Schließe mich den Argumenten im Allgemeinen und insbesondere im Bereich von Liftpreisen Franz Hartl an. Leider muss ich als „treuer“ ORF Seher hier betonen, dass ich das jährliche, zur Routine gewordene Liftkartenbashing als unnötig empfinde. Die Seilbahnen haben gelernt und bieten mittlerweile günstige Preise für Kinder oder auch Ermäßigungen an Wochenenden und Männerdiskriminierung oje, oje auch günstige „Ladytage“ an. Ein Tageskartepreis von € 70,00 bis € 80,00 mag auf den ersten Blick hoch erscheinen, aber der dafür gebotene Komfort ist Spitze. Vielleicht ist die Idee der ersten Anbieter auch bei den Liftkarten Dynamic Pricing einzuführen (siehe Fluglinien und Hotellerie) der richtige Weg. Freue mich (fürchte schon) die Reaktionen im ORF wenn dann eine Liftkarte zu Weihnachten € 150,00 kostet. Erwähnen möchte ich wie oben angeführt den Spitzenkomfort, den die meisten österr. Seilbahngesellschaften bieten: vom Rundumservice wie Verbindungsbusse und fantastisches Schnee- und pistenmanagement. Angeblich ist Östereich hier führend. Ich bitte die Verantwortlichen im ORF sich mal international Preisvergleiche anzusehen und mit dem jährlichen Liftbashing aufzuhören. Anmerkung am Rande: Ich besitze keine Liftgesellschaft, bin nur ein leidenschaftlicher Skifahrer. Übrigens eine Bemerkung am Rande: : Eine Opernkarte für ein vielleicht sogar fragliches Vergnügen von 2 Stunden kostet bis zu € 255,00 und dabei fließen noch hohe Subventionen, hört man…
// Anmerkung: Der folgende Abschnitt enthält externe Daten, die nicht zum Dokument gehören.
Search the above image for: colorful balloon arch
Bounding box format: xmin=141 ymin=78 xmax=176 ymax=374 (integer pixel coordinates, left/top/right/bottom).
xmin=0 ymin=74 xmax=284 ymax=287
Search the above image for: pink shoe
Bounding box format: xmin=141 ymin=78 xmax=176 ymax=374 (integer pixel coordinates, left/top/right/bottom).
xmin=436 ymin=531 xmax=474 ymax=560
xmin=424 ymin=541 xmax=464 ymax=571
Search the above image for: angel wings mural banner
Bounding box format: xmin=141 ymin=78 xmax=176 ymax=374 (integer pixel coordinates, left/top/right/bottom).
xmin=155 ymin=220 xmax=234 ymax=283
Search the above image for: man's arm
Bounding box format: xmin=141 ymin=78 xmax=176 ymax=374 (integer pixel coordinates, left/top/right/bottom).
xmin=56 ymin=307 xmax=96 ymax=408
Falls jemand später einmal den Blogbeitrag bzw. die Kommentare ansieht: Die Inflation gemäß VPI lag 2025 final bei 3,6%, die Erhöhungen von Restaurants bei 5,9%, Beherbergung bei 5,3%. 2024 lag sie noch höher (7,1 bzw. 6,3%). An den in den Beiträgen argumentierten Relationen hat sich dadurch aber nichts verändert.
Die Energiekosten (für Haushalte, nicht Unternehmen berechnet) entwickelten sich laut Statistik Austria so: Preise für Haushaltsenergie, die im Jahr 2025 um 11,1 % stiegen (Einfluss +0,64 Prozentpunkte), nachdem sie im Jahr 2024 um 6,9 % gesunken waren (Einfluss −0,34 Prozentpunkte). Dazu trug überwiegend die Preisentwicklung von Strom bei (2025: +37,3 %, +0,71 Prozentpunkte; 2024: +1,2 %, +0,02 Prozentpunkte). Seit Jahresbeginn 2025 wirkten die Strompreisbremse, der Netzkostenzuschuss für GIS-befreite Haushalte sowie der Stromkostenergänzungszuschuss für Haushalte
mit mehr als 3 Personen nicht mehr preisdämpfend, die Netzentgelte und die Elektrizitätsabgabe wurden erhöht und die Erneuerbaren-Förderpauschale sowie der Erneuerbaren-Förderbeitrag wieder eingeführt. Außerdem wirkten die Preise für Gas weniger preisdämpfend (2025: −6,6 %, −0,02 Prozentpunkte; 2024:
−16,8 %, −0,17 Prozentpunkte). Ähnliche Tendenzen zeigten sich auch bei den Preisen für feste Brennstoffe (2025: −4,9 %; 2024: −16,4 %) sowie bei jenen für Fernwärme (2025: −0,1 %; 2024: −12,1 %). Bei Heizöl hingegen nahm der preisdämpfende Effekt etwas zu (2025: −5,2 %; 2024: −4,7 %).